On Mon, Apr 15, 2013 at 09:37:30PM +0200, Pawel Jakub Dawidek wrote:
> On Mon, Apr 15, 2013 at 10:18:15PM +0300, Konstantin Belousov wrote:
> > On Mon, Apr 15, 2013 at 08:42:03PM +0200, Pawel Jakub Dawidek wrote:
> > > On a mostly unrelated note when two threads (T0 and T1) call get*time()

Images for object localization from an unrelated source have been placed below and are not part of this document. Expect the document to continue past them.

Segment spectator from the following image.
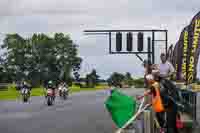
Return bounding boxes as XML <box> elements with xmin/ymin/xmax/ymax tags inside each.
<box><xmin>159</xmin><ymin>53</ymin><xmax>175</xmax><ymax>79</ymax></box>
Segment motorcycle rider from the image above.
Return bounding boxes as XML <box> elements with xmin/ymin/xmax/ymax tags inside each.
<box><xmin>20</xmin><ymin>81</ymin><xmax>31</xmax><ymax>96</ymax></box>
<box><xmin>58</xmin><ymin>82</ymin><xmax>64</xmax><ymax>96</ymax></box>
<box><xmin>58</xmin><ymin>82</ymin><xmax>69</xmax><ymax>97</ymax></box>
<box><xmin>63</xmin><ymin>83</ymin><xmax>69</xmax><ymax>92</ymax></box>
<box><xmin>46</xmin><ymin>80</ymin><xmax>56</xmax><ymax>99</ymax></box>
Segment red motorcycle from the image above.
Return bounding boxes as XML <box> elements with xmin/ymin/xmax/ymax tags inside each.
<box><xmin>46</xmin><ymin>88</ymin><xmax>55</xmax><ymax>106</ymax></box>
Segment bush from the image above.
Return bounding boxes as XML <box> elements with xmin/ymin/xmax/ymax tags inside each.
<box><xmin>107</xmin><ymin>72</ymin><xmax>125</xmax><ymax>87</ymax></box>
<box><xmin>193</xmin><ymin>78</ymin><xmax>200</xmax><ymax>85</ymax></box>
<box><xmin>134</xmin><ymin>84</ymin><xmax>145</xmax><ymax>88</ymax></box>
<box><xmin>133</xmin><ymin>78</ymin><xmax>144</xmax><ymax>88</ymax></box>
<box><xmin>7</xmin><ymin>84</ymin><xmax>16</xmax><ymax>91</ymax></box>
<box><xmin>74</xmin><ymin>82</ymin><xmax>81</xmax><ymax>86</ymax></box>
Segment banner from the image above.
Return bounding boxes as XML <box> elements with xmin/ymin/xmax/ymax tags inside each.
<box><xmin>174</xmin><ymin>26</ymin><xmax>188</xmax><ymax>81</ymax></box>
<box><xmin>172</xmin><ymin>11</ymin><xmax>200</xmax><ymax>84</ymax></box>
<box><xmin>167</xmin><ymin>44</ymin><xmax>173</xmax><ymax>62</ymax></box>
<box><xmin>179</xmin><ymin>26</ymin><xmax>190</xmax><ymax>82</ymax></box>
<box><xmin>172</xmin><ymin>42</ymin><xmax>178</xmax><ymax>67</ymax></box>
<box><xmin>187</xmin><ymin>11</ymin><xmax>200</xmax><ymax>84</ymax></box>
<box><xmin>172</xmin><ymin>42</ymin><xmax>179</xmax><ymax>78</ymax></box>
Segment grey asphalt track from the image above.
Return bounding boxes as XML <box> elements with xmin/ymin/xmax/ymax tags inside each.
<box><xmin>0</xmin><ymin>89</ymin><xmax>199</xmax><ymax>133</ymax></box>
<box><xmin>0</xmin><ymin>89</ymin><xmax>145</xmax><ymax>133</ymax></box>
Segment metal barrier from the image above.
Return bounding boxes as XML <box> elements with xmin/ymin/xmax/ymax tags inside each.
<box><xmin>0</xmin><ymin>83</ymin><xmax>10</xmax><ymax>90</ymax></box>
<box><xmin>124</xmin><ymin>110</ymin><xmax>151</xmax><ymax>133</ymax></box>
<box><xmin>179</xmin><ymin>89</ymin><xmax>198</xmax><ymax>127</ymax></box>
<box><xmin>144</xmin><ymin>110</ymin><xmax>151</xmax><ymax>133</ymax></box>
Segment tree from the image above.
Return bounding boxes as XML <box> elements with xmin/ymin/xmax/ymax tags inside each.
<box><xmin>1</xmin><ymin>34</ymin><xmax>27</xmax><ymax>81</ymax></box>
<box><xmin>107</xmin><ymin>72</ymin><xmax>125</xmax><ymax>87</ymax></box>
<box><xmin>1</xmin><ymin>33</ymin><xmax>82</xmax><ymax>86</ymax></box>
<box><xmin>90</xmin><ymin>69</ymin><xmax>100</xmax><ymax>85</ymax></box>
<box><xmin>86</xmin><ymin>74</ymin><xmax>93</xmax><ymax>88</ymax></box>
<box><xmin>125</xmin><ymin>72</ymin><xmax>132</xmax><ymax>79</ymax></box>
<box><xmin>85</xmin><ymin>69</ymin><xmax>100</xmax><ymax>87</ymax></box>
<box><xmin>124</xmin><ymin>72</ymin><xmax>134</xmax><ymax>87</ymax></box>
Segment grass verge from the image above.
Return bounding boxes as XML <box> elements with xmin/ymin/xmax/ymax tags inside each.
<box><xmin>0</xmin><ymin>84</ymin><xmax>108</xmax><ymax>100</ymax></box>
<box><xmin>69</xmin><ymin>84</ymin><xmax>108</xmax><ymax>93</ymax></box>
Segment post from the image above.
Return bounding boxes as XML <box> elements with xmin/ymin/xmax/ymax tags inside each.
<box><xmin>165</xmin><ymin>31</ymin><xmax>168</xmax><ymax>55</ymax></box>
<box><xmin>147</xmin><ymin>37</ymin><xmax>151</xmax><ymax>64</ymax></box>
<box><xmin>193</xmin><ymin>92</ymin><xmax>197</xmax><ymax>122</ymax></box>
<box><xmin>144</xmin><ymin>110</ymin><xmax>151</xmax><ymax>133</ymax></box>
<box><xmin>152</xmin><ymin>32</ymin><xmax>155</xmax><ymax>64</ymax></box>
<box><xmin>109</xmin><ymin>32</ymin><xmax>112</xmax><ymax>54</ymax></box>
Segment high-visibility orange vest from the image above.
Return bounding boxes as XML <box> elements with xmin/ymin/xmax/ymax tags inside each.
<box><xmin>151</xmin><ymin>82</ymin><xmax>165</xmax><ymax>113</ymax></box>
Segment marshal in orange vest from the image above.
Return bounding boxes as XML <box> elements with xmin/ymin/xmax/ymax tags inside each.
<box><xmin>151</xmin><ymin>82</ymin><xmax>165</xmax><ymax>113</ymax></box>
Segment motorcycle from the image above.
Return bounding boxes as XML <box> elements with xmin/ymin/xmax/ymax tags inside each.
<box><xmin>59</xmin><ymin>87</ymin><xmax>69</xmax><ymax>100</ymax></box>
<box><xmin>46</xmin><ymin>88</ymin><xmax>55</xmax><ymax>106</ymax></box>
<box><xmin>21</xmin><ymin>88</ymin><xmax>30</xmax><ymax>102</ymax></box>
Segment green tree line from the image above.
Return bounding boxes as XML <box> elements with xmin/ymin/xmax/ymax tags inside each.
<box><xmin>107</xmin><ymin>72</ymin><xmax>144</xmax><ymax>88</ymax></box>
<box><xmin>0</xmin><ymin>33</ymin><xmax>82</xmax><ymax>87</ymax></box>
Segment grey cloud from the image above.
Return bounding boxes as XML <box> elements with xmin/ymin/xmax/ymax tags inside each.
<box><xmin>0</xmin><ymin>0</ymin><xmax>198</xmax><ymax>17</ymax></box>
<box><xmin>79</xmin><ymin>55</ymin><xmax>145</xmax><ymax>79</ymax></box>
<box><xmin>153</xmin><ymin>0</ymin><xmax>200</xmax><ymax>12</ymax></box>
<box><xmin>0</xmin><ymin>0</ymin><xmax>89</xmax><ymax>16</ymax></box>
<box><xmin>0</xmin><ymin>0</ymin><xmax>200</xmax><ymax>78</ymax></box>
<box><xmin>0</xmin><ymin>16</ymin><xmax>49</xmax><ymax>33</ymax></box>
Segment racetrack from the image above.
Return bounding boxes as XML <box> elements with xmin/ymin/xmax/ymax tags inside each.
<box><xmin>0</xmin><ymin>89</ymin><xmax>199</xmax><ymax>133</ymax></box>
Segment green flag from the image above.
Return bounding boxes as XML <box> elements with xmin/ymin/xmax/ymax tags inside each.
<box><xmin>105</xmin><ymin>89</ymin><xmax>136</xmax><ymax>128</ymax></box>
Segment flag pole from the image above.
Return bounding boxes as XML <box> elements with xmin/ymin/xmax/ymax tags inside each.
<box><xmin>115</xmin><ymin>99</ymin><xmax>151</xmax><ymax>133</ymax></box>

> > > on two different cores, but T0 does that a bit earlier is it possible
> > > that T0 can get later time than T1?
> > 
> > Define earlier first.
> > 
> > If you have taken sufficient measures to prevent preemption and 
> > interruption,
> > e.g. by entering spinlock before the fragment that calls get*, then no,
> > it is impossible, at least not with any x86 timekeeping hardware we use.
> > 
> > On the other hand, if interrupts are allowed, all bets are off.
> 
> So if we consider only one thread, it is not possible for it to obtain
> time t0, be scheduled to different CPU and obtain t1 where t1 < t0?

Yes, I believe this scenario is also not possible. The context switching
ensures that thread's view on the global memory is consistent. At least
it is so on x86, and I think it must be the same on all other architectures.
Otherwise the compiler emited code would not work.